Tsukioka Yoshitoshi (月岡芳年) (Biographical details)

Tsukioka Yoshitoshi (月岡芳年) (painter/draughtsman; Japanese; Male; 1839 - 1892)

Also known as

Tsukioka Yoshitoshi; Gyokuo (玉桜); Gyokuoro (玉桜楼); Kaisai (魁斎); Ikkaisai (一魁斎); Taiso (大蘇); Sokatei (咀華亭); Tsukioka (月岡); Yonejiro (米次郎)


Painter; also designed prints. Residences as follows: Nakabashi (1865); Tachibana-cho nichome (1866); Oke-cho, then Hiyoshi-cho (early years of Meiji era, 1868-1912); Minami Kinroku-cho (1876); Maruya-cho (1878); Minami Kinroku-cho (1879); Nezu Miyanaga-cho (1883); Asakusa Suga-cho (1885); temporary lodgings at Honjo Fujishiro-cho in his last years (these dates given by Suzuki Juzo in 'Genshoku ukiyo-e daihyakka jiten' ('Ukiyo-e Encyclopaedia'). Vol. 2, Tokyo, Taishukan, 1982, p. 103). Pupil of Utagawa Kuniyoshi; also studied the style of Kikuchi Yosai.

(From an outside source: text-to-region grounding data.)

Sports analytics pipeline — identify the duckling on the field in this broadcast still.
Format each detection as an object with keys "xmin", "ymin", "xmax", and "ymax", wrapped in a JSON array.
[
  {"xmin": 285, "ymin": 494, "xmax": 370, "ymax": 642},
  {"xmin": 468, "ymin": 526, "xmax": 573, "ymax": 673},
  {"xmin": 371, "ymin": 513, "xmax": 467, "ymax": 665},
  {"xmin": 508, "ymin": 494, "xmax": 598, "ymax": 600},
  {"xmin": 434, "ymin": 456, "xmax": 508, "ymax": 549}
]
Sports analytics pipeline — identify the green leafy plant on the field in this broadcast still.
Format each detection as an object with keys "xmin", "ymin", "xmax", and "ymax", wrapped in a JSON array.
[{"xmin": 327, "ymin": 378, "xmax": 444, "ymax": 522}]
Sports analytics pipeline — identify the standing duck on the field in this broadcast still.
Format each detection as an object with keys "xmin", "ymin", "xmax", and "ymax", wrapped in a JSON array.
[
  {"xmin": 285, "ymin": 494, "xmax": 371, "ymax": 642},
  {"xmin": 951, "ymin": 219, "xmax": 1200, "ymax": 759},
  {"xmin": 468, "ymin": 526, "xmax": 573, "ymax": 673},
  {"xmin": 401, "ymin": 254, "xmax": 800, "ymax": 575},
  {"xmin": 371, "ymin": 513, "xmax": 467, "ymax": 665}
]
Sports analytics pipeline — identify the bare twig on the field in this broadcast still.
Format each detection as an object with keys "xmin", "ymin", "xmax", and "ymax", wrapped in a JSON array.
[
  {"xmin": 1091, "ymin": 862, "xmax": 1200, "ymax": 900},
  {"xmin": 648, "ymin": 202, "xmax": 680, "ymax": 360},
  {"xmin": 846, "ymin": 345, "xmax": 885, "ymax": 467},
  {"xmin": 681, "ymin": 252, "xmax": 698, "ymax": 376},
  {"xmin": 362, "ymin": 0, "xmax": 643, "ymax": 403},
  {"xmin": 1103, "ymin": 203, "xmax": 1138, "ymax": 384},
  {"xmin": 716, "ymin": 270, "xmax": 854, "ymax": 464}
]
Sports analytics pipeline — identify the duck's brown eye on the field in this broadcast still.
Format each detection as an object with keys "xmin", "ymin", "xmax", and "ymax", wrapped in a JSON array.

Yoshitoshi is said to have entered Kuniyoshi's studio in 1850, and his earliest work appears to be a triptych of 'Heike Warriors Falling into the Sea' published in 1853. In the last years of the Edo period many prints of warriors, beauties and actors; some notable works in the sadistic, blood-drenched taste then prevalent. During 1872-3 suffered from a mental illness which would trouble him again in his last years. From c. 1873 influenced by the style of Kikuchi Yosai, combining this with elements derived from European art into a personal idiom, illustrating mainly historical subjects. From 1874 illustrations for colour woodblock 'newspapers' and an ever-increasing number of illustrations for novels. Major print series include 'Shinsen azuma nishiki-e' (1885-6), 'Fuzoku sanjuni-so' (1888) and 'Tsuki hyakushi' (1885-91), as well as vertical diptychs of historical subjects in a strong, dynamic style full of fantasy and invention.

Yoshitoshi's preparatory drawings, of which the British Museum has recently acquired a group of fifty-two (1990.0614.01), demonstrate this strength and power of invention vividly: ideas are first sketched in red ink and then the final, more definite outlines for the woodblock print drawn over this in black, much in the same manner as Kuniyoshi, though with a highly individual nervous and energetic line. The few paintings by Yoshitoshi so far introduced include a scene from the 'Battle of Shizugadake' painted on a hemp curtain nine metres long for a festival in Kofu in 1865; a set of twelve hanging scrolls on subjects taken from the 'Tsuki hyakushi' ('One Hundred Phases of the Moon') series; and several impressive votive plaques presented to shrines and temples.